A United Nations report has identified the world’s rapidly growing herds of cattle as the greatest threat to the climate, forests and wildlife. And they are blamed for a host of other environmental crimes, from acid rain to the introduction of alien species, from producing deserts to creating dead zones in the oceans, from poisoning rivers and drinking water to destroying coral reefs.
The new UN FAO report ‘Livestock’s Long Shadow’ suggests that livestock production alone accounts for 18% of the world’s greenhouse gas emissions. The burning of fossil fuels to produce N fertiliser (a fuel-intensive process), energy used in the farming and transport of livestock and meat, and clearing of vegetation for ranching/grazing accounts for 9% of the world’s carbon emissions. In addition, ruminant digestion also accounts for a third of methane emissions, a much more powerful greenhouse gas. These emissions from livestock are larger than the global emissions from transport, and the UN predicts that the rising demand for meat will more than double the global impacts of livestock by 2050.

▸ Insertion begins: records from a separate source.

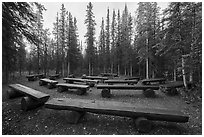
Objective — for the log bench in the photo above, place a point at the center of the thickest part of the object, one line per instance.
(148, 90)
(109, 75)
(81, 89)
(95, 78)
(40, 76)
(31, 77)
(132, 78)
(89, 82)
(32, 99)
(129, 82)
(169, 88)
(50, 83)
(143, 117)
(155, 81)
(54, 77)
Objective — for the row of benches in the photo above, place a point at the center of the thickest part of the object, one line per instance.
(148, 90)
(142, 116)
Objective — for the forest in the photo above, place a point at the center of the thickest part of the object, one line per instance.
(148, 44)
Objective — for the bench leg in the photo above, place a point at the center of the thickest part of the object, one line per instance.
(50, 85)
(75, 116)
(149, 93)
(60, 89)
(11, 93)
(81, 91)
(41, 83)
(28, 103)
(143, 125)
(105, 93)
(171, 91)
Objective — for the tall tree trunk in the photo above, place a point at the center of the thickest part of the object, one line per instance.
(174, 73)
(118, 69)
(89, 68)
(147, 61)
(183, 70)
(131, 68)
(68, 68)
(112, 67)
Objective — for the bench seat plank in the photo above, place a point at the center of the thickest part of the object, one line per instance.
(49, 80)
(96, 77)
(80, 80)
(72, 85)
(116, 108)
(29, 91)
(121, 81)
(137, 87)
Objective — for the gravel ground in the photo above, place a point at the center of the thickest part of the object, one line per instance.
(43, 121)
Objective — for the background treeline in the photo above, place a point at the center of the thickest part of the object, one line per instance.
(149, 43)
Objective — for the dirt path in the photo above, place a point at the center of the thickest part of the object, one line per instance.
(45, 121)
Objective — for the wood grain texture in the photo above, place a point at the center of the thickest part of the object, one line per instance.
(116, 108)
(29, 91)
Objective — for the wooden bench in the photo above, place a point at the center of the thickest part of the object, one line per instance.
(81, 89)
(54, 77)
(95, 77)
(148, 90)
(48, 82)
(109, 75)
(32, 99)
(129, 82)
(132, 78)
(89, 82)
(40, 76)
(155, 81)
(141, 116)
(31, 77)
(169, 88)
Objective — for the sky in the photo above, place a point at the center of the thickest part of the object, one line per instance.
(78, 10)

A Soil Association spokesman said:
“This UN prediction supports the conclusion that we must reduce our meat consumption. However, a total conversion to vegetarianism is unlikely to be the answer. Pastures and mixed farming are very important for wildlife and the maintenance of a large soil bank. Although deforestation for ranching must be stopped, the ploughing up of grassland for arable production would release considerable amounts of soil carbon. A negative impact of arable production (and of white meat, which depends on cereal crops, unlike red meat, which depends on grass) is almost certainly not accounted for in this analysis. The Soil Association is advising less but better quality meat. The expansion of organic production, being free-range, more extensive, and of higher animal welfare, supports this necessary change in modern diets.”